Monday, March 23, 2009

Sarah P-C and Georgie's lovely class

Some may wonder why Vayu and I were on for teaching yesterday, and Sarah P-C and Georgie taught today --- it's because Georgie was with her family over the weekend and couldn't come back until early Monday morning.

Anyway, they taught a very inspired class this morning, including a "round of OM's," that really drew you in; at least, it seemed that everyone was "in" to the vibration of the sound, listening, participating... not with their minds somewhere else.  It's a very powerful experience when the people doing it have been together for a while.  

Morning class included a bit of discussion regarding a book Georgie had brought to share with us, called Breathing (I'll get the author's name later - couldn't find it on Amazon.com).  John read a bit to us, including a bit about David Bohm, the physicist.  He wrote a book on the Relativity of Physics and a book on Quantum Mechanics, and at the end of both, he "surmised that he really didn't understand" these two fields of study.  Both books were staple texts at most major universities.

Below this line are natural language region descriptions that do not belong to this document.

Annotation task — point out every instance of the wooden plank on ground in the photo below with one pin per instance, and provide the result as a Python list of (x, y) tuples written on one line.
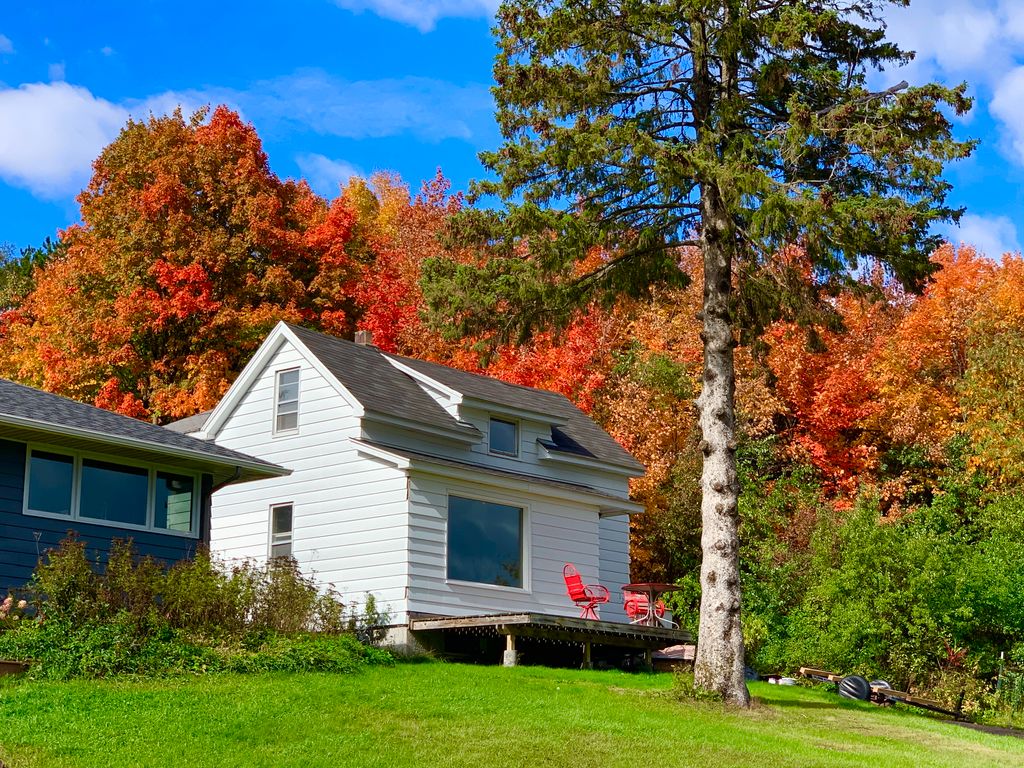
[(821, 674)]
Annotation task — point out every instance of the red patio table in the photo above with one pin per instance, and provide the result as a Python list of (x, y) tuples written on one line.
[(652, 591)]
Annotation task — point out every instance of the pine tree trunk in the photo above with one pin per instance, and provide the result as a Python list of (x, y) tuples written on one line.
[(719, 665)]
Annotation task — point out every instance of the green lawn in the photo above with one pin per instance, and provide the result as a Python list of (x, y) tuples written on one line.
[(451, 715)]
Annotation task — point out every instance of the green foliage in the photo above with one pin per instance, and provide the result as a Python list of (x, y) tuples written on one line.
[(17, 272), (131, 616), (630, 128)]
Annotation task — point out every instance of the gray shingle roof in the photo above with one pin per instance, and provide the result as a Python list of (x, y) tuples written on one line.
[(52, 411), (376, 383), (384, 389), (189, 423), (580, 435)]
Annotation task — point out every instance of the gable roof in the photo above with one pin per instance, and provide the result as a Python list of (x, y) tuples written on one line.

So, we all understand what we understand right now, for now, right?  What we understood 10 years ago was different, and what we'll understand ten years from now (or just tomorrow, or in the next moment) may be quite different from what we know right now.

There was another bit of class on "tripping up."  For example, we all have times when we have difficulty, or difficulties... our "humanalities" show, or become blatantly clear, to us and/or to others.  We're not as strong, patient, centered as we thought we were, or as we think we could be.  We're only seeing things from our side, and not from the the other side, or from many other sides... or from THE thing's side.  [From a fantastic yoga-oriented book I've mentioned before, How Yoga Works:  a bamboo pen in Tibet is a pen to the person writing with it, but to a cow, it's food --- see it from the human side, and see if from the animal's side.]

Yoga - eg., our mat, our practice - gives us something to get back to (ie., to get back on the mat), a philosophy, a tool, that is a discipline, and it is how you discipline yourself.  You may get on your mat feeling like crap, or you may go to teach a class, feeling like crap, when your personal world is crashing down around you, and yet, if you've practiced often and consistently, you have a technique (or many techniques) to go back to, to help you have self-compassion, to firm your resolve, to start to see things from many sides, to see old, repeated conditions in a new way, in a new light... and to be able to work back to center, perhaps with more clarity, more stillness, more Presence.

When you're feeling "the opposite," you'll start to be able to feel the attraction.

It's not just "on the mat," either... it's taking the yoga off the mat, the discipline and practice off the mat in to every day life.

As Pattabhi Jois, says, "Practice, and all is coming."